I saw a reveal about a robot with a flywheel. I build a flywheel launcher. Used a mech drive. Spinning wheel intake. NONE of these ideas are original. Still, did I do anything wrong? No, unless it is a DIRECT COPY, then I think that nothing wrong is happening
It’s like the original flywheels, which were inspired by baseball and football training devices. Teams took those concepts and implemented them in their robots. The only difference now is that teams are taking concepts from other robots rather than another source. My stance on design convergence is that while directly copying other robots is not okay, other robots are a source of inspiration; using ideas and concepts borrowed from another team is fine, so long as the robot is not directly copied.
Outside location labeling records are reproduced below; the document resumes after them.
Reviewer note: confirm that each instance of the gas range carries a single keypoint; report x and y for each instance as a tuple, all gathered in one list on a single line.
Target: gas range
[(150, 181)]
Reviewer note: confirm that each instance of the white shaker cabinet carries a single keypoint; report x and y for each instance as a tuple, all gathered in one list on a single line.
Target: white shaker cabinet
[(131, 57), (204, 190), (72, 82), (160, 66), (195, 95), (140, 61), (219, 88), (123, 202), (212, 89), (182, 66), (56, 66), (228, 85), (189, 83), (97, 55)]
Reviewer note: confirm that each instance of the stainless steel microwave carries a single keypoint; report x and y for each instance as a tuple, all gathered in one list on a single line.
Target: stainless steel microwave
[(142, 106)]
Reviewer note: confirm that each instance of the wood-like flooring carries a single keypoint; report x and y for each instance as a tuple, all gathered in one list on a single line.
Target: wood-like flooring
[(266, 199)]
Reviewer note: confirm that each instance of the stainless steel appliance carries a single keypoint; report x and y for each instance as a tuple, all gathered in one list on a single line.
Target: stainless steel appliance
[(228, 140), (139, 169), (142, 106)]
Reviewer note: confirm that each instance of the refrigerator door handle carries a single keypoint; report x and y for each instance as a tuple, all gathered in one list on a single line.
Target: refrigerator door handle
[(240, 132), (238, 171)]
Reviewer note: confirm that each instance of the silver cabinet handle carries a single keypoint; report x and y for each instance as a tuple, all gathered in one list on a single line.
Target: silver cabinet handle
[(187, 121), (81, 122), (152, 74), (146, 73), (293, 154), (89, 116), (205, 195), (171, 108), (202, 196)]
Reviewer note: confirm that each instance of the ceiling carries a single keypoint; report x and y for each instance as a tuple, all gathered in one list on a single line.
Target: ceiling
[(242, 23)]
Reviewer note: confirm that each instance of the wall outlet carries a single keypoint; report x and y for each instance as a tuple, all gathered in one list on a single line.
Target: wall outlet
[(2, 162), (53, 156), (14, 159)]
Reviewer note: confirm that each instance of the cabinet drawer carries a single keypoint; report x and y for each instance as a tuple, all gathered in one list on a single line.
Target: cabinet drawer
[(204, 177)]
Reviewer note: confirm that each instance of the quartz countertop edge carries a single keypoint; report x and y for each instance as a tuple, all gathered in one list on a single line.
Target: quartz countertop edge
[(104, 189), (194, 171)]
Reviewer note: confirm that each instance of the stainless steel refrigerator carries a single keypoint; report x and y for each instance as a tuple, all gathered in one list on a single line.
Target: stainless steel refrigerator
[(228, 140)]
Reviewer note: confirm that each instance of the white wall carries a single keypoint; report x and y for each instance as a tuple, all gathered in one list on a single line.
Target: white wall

The way I see it, without design convergence the level of competition will never be as high as if teams from all over the world share their ideas with each other and build off of them. I believe the point of reveals is so other teams can see novel ideas and not only incorporate them onto their robot, but also to improve upon them. Once they share the improved design, the original robot can also improve upon it. The cycle continues…
Of course, there is a difference between design convergence and complete copying, as many other posts have mentioned. It always upsets a team to see another team use their ideas almost exactly and claim it as their own design.
Just a funny note: even if you copy another robot screw for screw it probably won’t work the same. I’ve seen it happen on multiple occasions. Whether it’s the code or the programming or just the tuning, the robot will never work as well as the original.
I guess what upsets the thread starter is that teams are copying parts by parts.
eg. the exact gear ratio and the construction of the gear box and flywheel, etc (which was very evident in the 8059A thread).
Our original intention and also our stance has always been the same - use our gear ratio or specs as a guide, and then fine tune it or make it better on your own.
Yes… there is always that 5% that the copier didnt realise
What’s the fuss? I’ve seen teams who can’t even copy their own design properly!
Anyway, when it comes to the copy question, I tend to think of kids as being in two groups: those who do Vex and those who don’t. The way I see it, whether the kids copy or not, they are getting their nose into these devices and getting their hands on something in the material world (for a change!). Even the “mindless” process of rote copying can help kids learn far, far more than the kids who never do Vex (or anything like Vex). As has been mentioned already, the mere process of copying isn’t easy, nor does it always result in an optimal machine.
One of my builder kids has told me that his “life’s ambition” in Vex is to someday come up with an original design that everyone else will copy and go viral. I think maybe some of the social friction with copying might be relieved if teams would merely acknowledge where they got some of their basic ideas. And judges need to be informed that such stealing/acknowledgement is perfectly fine in Vex. In fact, if judges see that a local team is being copied by a number of local lesser teams, that fact could be factored into decisions like the Design award, etc. I tell my kids to acknowledge where they get their ideas and unashamedly list those teams in their notebook, but I know the kids have also told me that some of the judges scowl when they see the kids took ideas from things on the internet, etc. But training for judges is another topic.
My team still gets a laugh out of our first season. The judges came over to talk to the team and asked where they came up with the design idea. One of the team members blurted out “we stole if from the Chinese!”
After a little coaching, we came up with a better response: We did “research” by looking at youtube videos. One of the Chinese robots looked like a good idea, so we used the concept.